Nature Classroom @ Towne Park

I hurt myself last week, and wasn’t quite feeling up to a hike. But I would never deprive my children of some quality outdoor exploration! So we headed to Towne Park, a St. Charles County Park in the Wentzville area.

The park is listed as in “Foristell,” so it took me a while to actually visit because in my mind, it was really far away. It really isn’t far, and it doesn’t *feel* like Foristell- it’s right off 61, about six miles north of the 40/70 intersection. My cousin recommended it to me, knowing that we would love it, and she was right! It features a playground, pavillions, several paved and natural surface trails, and a fishing pond, but its most attractive amenity in my opinion is the Nature Explore Classroom!

This is not just a few benches in the woods, which is what I always think of when I imagine an outdoor classroom. This is a Nature Explore certified classroom. Nature Explore is a national nonprofit program of Dimensions Educational Research Foundation, which works collaboratively with a network of organizations throughout the nation. Their goal is to help nature become an integral, joyful part of children’s daily learning.  Nature Explore provides research-based workshops, design consultations and resources created to support programs as they continue to connect children and families to the wonders of nature. What I love about this is that the goals of this program completely align with my family values, and the research and intention behind the design and programming totally align with the educator in me. There are not many in Missouri, and only a few in public spaces. Most are in private schools. We are lucky to have two nearby- MoBot Gardens @ Shaw Nature Reserve and Towne Park! I love having them in the public space, accessible to everybody so that all children can benefit from it.

When we first entered the area, the kids were thrilled! We hit the music section first, where there were many instruments to try out, small and large, made of natural materials.

Then my kids spent a lot of time in the construction area. The entire classroom area has gravel trails around and through it, with plentiful seating in the form of wood benches. We hung back and let the kids figure it out in the construction area. It was slightly Lord of the Flies-esque, but it was so exciting and rewarding to watch them negotiate, compromise, and help each other as they worked on building a little city, shelter, and bridge. There are logs and sticks for them to build with, as well as stools and tunnels to climb and play in.

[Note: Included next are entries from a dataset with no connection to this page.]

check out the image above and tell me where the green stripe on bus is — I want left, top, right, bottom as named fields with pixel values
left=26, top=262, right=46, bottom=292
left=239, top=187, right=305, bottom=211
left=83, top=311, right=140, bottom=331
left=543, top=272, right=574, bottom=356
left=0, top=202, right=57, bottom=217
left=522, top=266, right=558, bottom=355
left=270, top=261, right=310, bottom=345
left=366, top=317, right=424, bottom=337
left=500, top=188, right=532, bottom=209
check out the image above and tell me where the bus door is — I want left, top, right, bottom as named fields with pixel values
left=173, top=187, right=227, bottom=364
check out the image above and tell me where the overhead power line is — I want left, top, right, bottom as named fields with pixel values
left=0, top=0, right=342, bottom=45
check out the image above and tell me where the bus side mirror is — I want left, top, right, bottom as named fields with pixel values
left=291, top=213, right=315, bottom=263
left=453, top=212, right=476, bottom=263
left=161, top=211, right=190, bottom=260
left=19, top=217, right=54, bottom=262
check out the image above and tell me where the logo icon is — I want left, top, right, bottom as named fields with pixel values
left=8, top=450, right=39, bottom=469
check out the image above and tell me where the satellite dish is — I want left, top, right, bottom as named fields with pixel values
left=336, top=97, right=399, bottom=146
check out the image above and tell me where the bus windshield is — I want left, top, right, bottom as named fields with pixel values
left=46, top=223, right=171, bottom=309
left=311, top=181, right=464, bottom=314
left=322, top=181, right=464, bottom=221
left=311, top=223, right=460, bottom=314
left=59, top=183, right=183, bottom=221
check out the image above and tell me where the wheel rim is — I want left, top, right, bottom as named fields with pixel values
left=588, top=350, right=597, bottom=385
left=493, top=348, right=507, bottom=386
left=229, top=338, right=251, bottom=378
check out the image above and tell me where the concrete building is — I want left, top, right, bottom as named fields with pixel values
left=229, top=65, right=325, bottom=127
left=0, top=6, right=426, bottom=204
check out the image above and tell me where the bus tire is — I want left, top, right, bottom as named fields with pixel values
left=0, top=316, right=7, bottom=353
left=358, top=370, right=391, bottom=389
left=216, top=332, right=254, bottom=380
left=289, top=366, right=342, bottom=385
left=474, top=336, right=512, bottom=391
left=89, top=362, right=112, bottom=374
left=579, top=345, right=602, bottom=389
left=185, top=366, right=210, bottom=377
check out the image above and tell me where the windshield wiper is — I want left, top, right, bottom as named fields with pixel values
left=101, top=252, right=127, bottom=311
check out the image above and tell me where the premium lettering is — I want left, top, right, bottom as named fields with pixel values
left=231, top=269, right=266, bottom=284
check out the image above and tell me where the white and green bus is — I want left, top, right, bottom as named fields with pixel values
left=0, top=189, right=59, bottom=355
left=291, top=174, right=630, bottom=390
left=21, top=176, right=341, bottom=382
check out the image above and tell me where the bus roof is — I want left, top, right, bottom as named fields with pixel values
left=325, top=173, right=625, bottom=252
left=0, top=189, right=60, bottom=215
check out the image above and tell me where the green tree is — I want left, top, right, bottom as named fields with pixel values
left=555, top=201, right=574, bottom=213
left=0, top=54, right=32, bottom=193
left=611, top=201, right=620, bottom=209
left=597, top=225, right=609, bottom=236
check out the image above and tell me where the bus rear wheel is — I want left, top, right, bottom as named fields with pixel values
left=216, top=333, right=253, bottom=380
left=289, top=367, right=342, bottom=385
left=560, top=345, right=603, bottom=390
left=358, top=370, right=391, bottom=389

There was a water feature area. Powered by a bike and series of chains/gears, you pump water into a gutter that flows down onto some rocks. The kids really were enthused about this, though it was tougher for the youngest ones, and for Nick who is always challenged by bikes. He was very motivated though, and I was proud watching him try and try again to pump the water! Eventually, Kareem got on the bike and Nicky got soaked, but we had a great time.

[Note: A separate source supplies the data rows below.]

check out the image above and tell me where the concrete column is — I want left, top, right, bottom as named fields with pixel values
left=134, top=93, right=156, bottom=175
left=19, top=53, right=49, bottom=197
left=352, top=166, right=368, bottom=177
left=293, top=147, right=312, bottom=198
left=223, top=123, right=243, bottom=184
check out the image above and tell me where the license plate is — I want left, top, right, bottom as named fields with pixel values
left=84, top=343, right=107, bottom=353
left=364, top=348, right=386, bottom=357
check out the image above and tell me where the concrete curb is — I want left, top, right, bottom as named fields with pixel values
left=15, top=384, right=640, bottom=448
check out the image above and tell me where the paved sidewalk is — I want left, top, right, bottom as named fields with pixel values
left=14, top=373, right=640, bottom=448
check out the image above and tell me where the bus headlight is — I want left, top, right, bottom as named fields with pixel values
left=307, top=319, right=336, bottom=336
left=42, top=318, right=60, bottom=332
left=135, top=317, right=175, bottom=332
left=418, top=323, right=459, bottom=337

There were climbing structures, a huge tire swing, a balance area, and a sand area among other things. This kept them engaged for a very long time. We then crossed the pond via pier and went to the more traditional playground, which had something for everybody as well.

We spent a few hours here. I’ll definitely want to bring a picnic and make a day of it next time- so fun!

Hiking Pickle Springs

Last year, we went to Pickle Springs three times- once by myself and twice with the kids. This is one of my favorite trails, along with the rest of the world. However! There are still people who have not explored or discovered this trail, so I wanted to share.

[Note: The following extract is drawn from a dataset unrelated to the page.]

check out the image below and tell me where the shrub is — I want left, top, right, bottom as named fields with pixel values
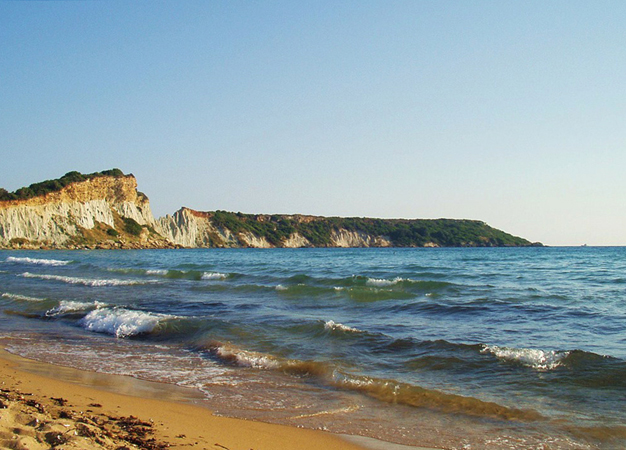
left=123, top=218, right=143, bottom=236
left=0, top=169, right=126, bottom=201
left=106, top=228, right=119, bottom=237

Pickle Springs is a National Natural Landmark a little bit over an hour from St. Louis. It’s full of unique and impressive geological features that will amaze including waterfalls, sandstone arches, rocky glades, and box canyons. The diversity along the trail is stunning. I’d say it’s so many things I love about this part of the state in one hike.

Last year, we went in winter, spring, and fall and it was delightful every time. In the winter, we got to see the waterfalls flowing. Fall was my favorite hike though, with the kids climbing and exploring the rocks- we had a blast! It was still very hot in September, and the leaves hadn’t begun changing. So really, it felt and looked like summer. It looked like a fairy forest- green and lush and with giant rocks and waterfalls, we could play all day.

They found it very meditative and contemplative as well. 🙂

The trail is a loop about two miles long with elevation gain of a little over 300 feet. It’s well-marked in my opinion (though some online say they have gotten turned around) and there’s a map at the beginning of the loop which names some of the geologic features- the ten year old really enjoyed using the map to identify some of the features we saw along the way.

On my February trip, we saw no one else. It was also very foggy, eerie, and otherworldly. Really a special time to be there. On my solo trip in the springtime, I saw two men- military guys who were training with packs on their backs. On our late summer trip, we saw a few other families, but it wasn’t crazy. I know I have heard that it can get crowded, though. There is a fair sized gravel parking lot, and street parking sometimes has to be an option I have heard, though I’ve never experienced it at that capacity.

For us, it was great for all ages. We took four kids ages 2 to 10. It’s rated moderate, and I would agree with that rating. When it was hot, it was not the easiest hike for the kids. But we took our time and explored everything- this helps. For me, solo, I went at a good pace and it was a moderate hike for me too.

Pickle Springs is very popular for a reason- do yourself a favor and get down there if you haven’t in a while or if you haven’t ever. I’ll go with!